Neppure risulta ipotizzabile la violazione della disposizione dell'art. 1370 cod. civ. in quanto non ricorre un'ipotesi di dubbio sulla portata oggettiva della clausola che richieda l'interpretazione contro la parte predisponente.

3. Il secondo motivo deduce l'omesso esame di un fatto decisivo, che viene individuato nella clausola di cui alla lett. A delle condizioni particolari: rilevato che tale clausola estendeva la garanzia alla responsabilità civile personale di ogni dipendente dell'assicurato, il ricorrente assume che essa comportava l'obbligo delle due compagnie a tenere indenne la S. dal risarcimento dovuto al lavoratore infortunato, essendosi trattato di danno provocato da altri dipendenti.

3.1. Il motivo è inammissibile e, comunque, infondato.

Inammissibile perché viene postulato su un presupposto (il fatto che l'infortunio fosse da ascrivere a responsabilità di altri dipendenti) che non emerge dalla sentenza e non è neppure adeguatamente illustrato in ricorso, che - sotto tale profilo - difetta di autosufficienza.

Infondato, in quanto la circostanza che la garanzia fosse estesa anche al fatto dei dipendenti non sposta il fatto che la copertura riguardasse esclusivamente il danno patrimoniale.

4. Il terzo motivo deduce anch'esso l'omesso esame di un fatto decisivo, costituito dalla circostanza che la M.A. aveva inizialmente assunto la gestione della lite fra la S. e l'infortunato (fino all'anno 1996, quando la compagnia aveva comunicato di non voler ulteriormente gestire la lite sia in sede penale che in ambito civile) che comportava - secondo l'assunto del ricorrente - il riconoscimento del diritto alla copertura assicurativa, dal momento che la causa proposta avanti al Giudice del Lavoro aveva ad oggetto ogni tipologia di danno.

4.1. Anche tale motivo è infondato atteso che l'assunzione della gestione poteva trovare adeguata giustificazione - nel processo penale - nell'interesse della compagnia a impedire l'accertamento della responsabilità penale (che comportava l'affermazione della responsabilità civile dell'assicurato e l'obbligo di copertura da parte dell'assicurazione) e - nella causa civile - nell'interesse a interloquire sulla quantificazione dei danni, in vista della garanzia assunta per il danno patrimoniale.

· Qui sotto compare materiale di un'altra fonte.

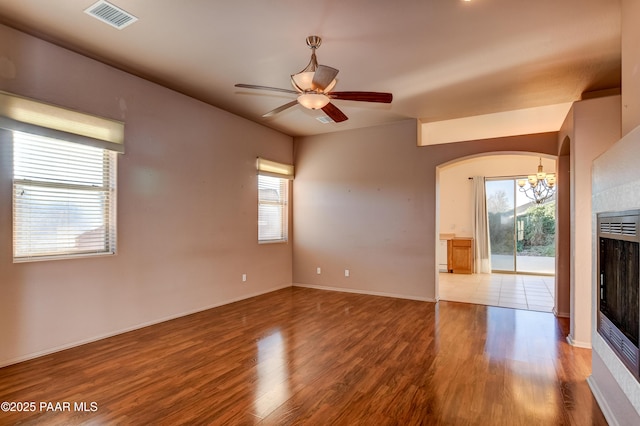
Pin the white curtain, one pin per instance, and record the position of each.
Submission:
(480, 223)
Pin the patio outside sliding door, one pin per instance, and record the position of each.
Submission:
(522, 233)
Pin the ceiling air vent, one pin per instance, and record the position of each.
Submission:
(110, 14)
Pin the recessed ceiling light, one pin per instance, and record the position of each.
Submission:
(324, 119)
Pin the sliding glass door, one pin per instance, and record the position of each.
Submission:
(522, 233)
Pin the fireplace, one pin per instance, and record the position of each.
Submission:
(618, 268)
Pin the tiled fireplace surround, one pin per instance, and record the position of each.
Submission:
(615, 187)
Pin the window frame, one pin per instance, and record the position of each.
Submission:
(282, 204)
(55, 188)
(284, 173)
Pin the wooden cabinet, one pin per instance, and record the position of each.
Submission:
(460, 255)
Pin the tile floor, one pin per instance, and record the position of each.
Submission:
(529, 292)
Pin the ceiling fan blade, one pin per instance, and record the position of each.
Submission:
(273, 89)
(381, 97)
(323, 76)
(334, 113)
(280, 109)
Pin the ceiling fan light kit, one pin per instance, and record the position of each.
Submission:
(314, 85)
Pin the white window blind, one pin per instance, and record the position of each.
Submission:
(64, 197)
(273, 194)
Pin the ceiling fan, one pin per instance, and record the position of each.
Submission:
(313, 86)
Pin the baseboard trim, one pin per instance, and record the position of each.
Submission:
(60, 348)
(578, 344)
(602, 402)
(370, 293)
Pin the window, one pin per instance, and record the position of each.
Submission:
(63, 198)
(64, 179)
(273, 200)
(272, 209)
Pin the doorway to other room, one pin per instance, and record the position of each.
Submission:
(521, 231)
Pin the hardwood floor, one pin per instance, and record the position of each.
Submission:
(303, 356)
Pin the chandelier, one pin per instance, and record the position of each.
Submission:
(538, 187)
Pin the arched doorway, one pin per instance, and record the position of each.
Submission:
(527, 279)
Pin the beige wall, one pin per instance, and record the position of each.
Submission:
(187, 209)
(630, 65)
(366, 200)
(592, 126)
(615, 187)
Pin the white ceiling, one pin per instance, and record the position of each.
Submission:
(441, 59)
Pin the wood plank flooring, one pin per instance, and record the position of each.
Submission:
(310, 357)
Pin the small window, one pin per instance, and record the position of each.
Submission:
(64, 197)
(272, 209)
(273, 200)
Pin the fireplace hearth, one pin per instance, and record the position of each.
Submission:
(619, 292)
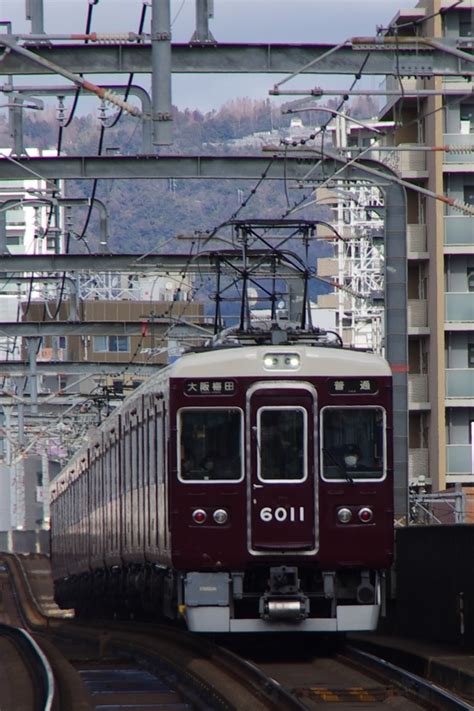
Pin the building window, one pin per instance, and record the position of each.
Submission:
(111, 344)
(465, 25)
(467, 114)
(470, 355)
(470, 278)
(469, 194)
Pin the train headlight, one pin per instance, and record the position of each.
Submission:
(366, 515)
(199, 516)
(220, 516)
(281, 361)
(344, 515)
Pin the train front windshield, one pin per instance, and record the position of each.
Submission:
(353, 443)
(210, 443)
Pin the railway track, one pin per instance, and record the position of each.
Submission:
(138, 665)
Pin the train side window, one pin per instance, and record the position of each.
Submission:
(282, 444)
(353, 443)
(210, 444)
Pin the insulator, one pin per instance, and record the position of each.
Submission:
(463, 207)
(460, 149)
(129, 37)
(61, 111)
(124, 105)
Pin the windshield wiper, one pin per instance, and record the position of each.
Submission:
(338, 464)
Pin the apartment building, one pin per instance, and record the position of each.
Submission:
(440, 249)
(440, 254)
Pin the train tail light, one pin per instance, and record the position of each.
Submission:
(344, 515)
(220, 516)
(199, 516)
(366, 515)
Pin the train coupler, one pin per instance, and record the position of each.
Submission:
(284, 599)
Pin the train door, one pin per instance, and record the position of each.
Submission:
(282, 494)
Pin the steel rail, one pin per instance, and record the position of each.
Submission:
(42, 675)
(412, 682)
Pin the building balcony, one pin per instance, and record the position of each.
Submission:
(417, 389)
(460, 383)
(405, 161)
(327, 196)
(327, 266)
(417, 313)
(416, 239)
(328, 301)
(463, 140)
(459, 307)
(458, 231)
(418, 463)
(459, 459)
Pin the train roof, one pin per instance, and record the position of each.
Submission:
(249, 360)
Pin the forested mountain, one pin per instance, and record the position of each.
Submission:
(143, 214)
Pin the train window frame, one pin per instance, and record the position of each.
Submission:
(186, 480)
(350, 476)
(286, 480)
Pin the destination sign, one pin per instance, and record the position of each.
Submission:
(210, 387)
(353, 386)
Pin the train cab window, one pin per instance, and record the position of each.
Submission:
(352, 443)
(210, 444)
(281, 444)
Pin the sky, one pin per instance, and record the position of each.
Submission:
(246, 21)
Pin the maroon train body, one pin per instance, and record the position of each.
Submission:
(243, 488)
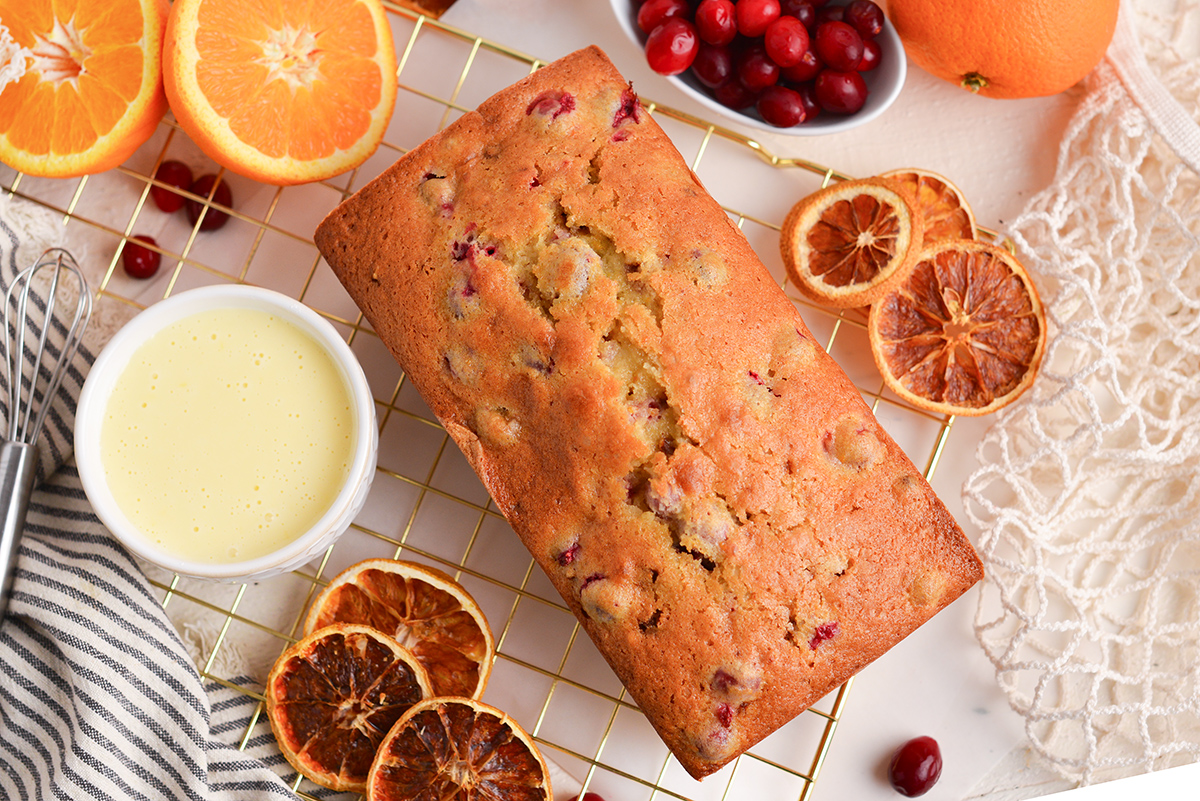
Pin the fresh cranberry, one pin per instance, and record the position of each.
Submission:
(871, 55)
(865, 17)
(841, 92)
(713, 65)
(916, 766)
(715, 22)
(786, 40)
(780, 107)
(733, 95)
(214, 218)
(655, 12)
(807, 68)
(755, 68)
(803, 10)
(839, 46)
(808, 98)
(672, 46)
(754, 16)
(831, 13)
(173, 174)
(141, 262)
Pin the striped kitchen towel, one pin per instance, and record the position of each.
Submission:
(99, 698)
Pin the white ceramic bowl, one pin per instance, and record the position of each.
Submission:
(111, 365)
(883, 84)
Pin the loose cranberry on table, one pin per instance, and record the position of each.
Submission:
(173, 174)
(754, 16)
(671, 47)
(141, 262)
(916, 766)
(214, 218)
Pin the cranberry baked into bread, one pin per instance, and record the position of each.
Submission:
(700, 481)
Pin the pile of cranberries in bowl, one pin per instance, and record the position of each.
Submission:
(790, 62)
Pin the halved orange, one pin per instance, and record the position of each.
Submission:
(844, 245)
(93, 89)
(457, 748)
(333, 697)
(424, 609)
(943, 206)
(963, 333)
(282, 91)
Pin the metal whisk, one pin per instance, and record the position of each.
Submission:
(35, 337)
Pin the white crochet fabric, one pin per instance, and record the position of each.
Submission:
(1089, 492)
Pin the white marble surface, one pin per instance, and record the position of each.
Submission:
(1000, 152)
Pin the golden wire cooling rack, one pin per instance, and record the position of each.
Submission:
(426, 504)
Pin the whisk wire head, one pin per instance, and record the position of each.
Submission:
(29, 402)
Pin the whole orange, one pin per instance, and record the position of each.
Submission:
(1001, 48)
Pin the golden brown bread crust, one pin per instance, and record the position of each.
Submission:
(701, 482)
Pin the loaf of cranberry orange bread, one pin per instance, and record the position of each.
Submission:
(697, 477)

5. Col quarto motivo, viene denunciata la violazione dell'art. 112 cod. proc. civ. per non avere la Corte pronunciato sul motivo di appello con cui era stata censurata la condanna del ricorrente al pagamento delle spese del giudizio di primo grado.

5.1. Il motivo è infondato, giacché la conferma della sentenza di primo grado e la condanna disposta in appello comportano l'implicito esame (e il rigetto) della doglianza relativa alle spese del primo giudizio.

6. Le spese di lite seguono la soccombenza.

7. Trattandosi di ricorso proposto successivamente al 30.1.2013, sussistono le condizioni per l'applicazione dell'art. 13, comma 1 quater del D.P.R. n. 115/2002.

 

P.Q.M.

 

Rigetta il ricorso e condanna il ricorrente al pagamento delle spese di lite liquidate, per compensi, in euro 5.400,00 in favore della U. e in euro 4.200,00 in favore della ITAS, il tutto oltre alle spese forfettarie nella misura del 15%, al rimborso degli esborsi (liquidati in euro 200,00 per ciascuna controricorrente) e agli accessori di legge.

Ai sensi dell'art. 13 comma 1-quater del D.P.R. n. 115 del 2002, dà atto della sussistenza dei presupposti per il versamento, da parte del ricorrente, dell'ulteriore importo a titolo di contributo unificato pari a quello dovuto per il ricorso, a norma del comma 1-bis dello stesso articolo 13.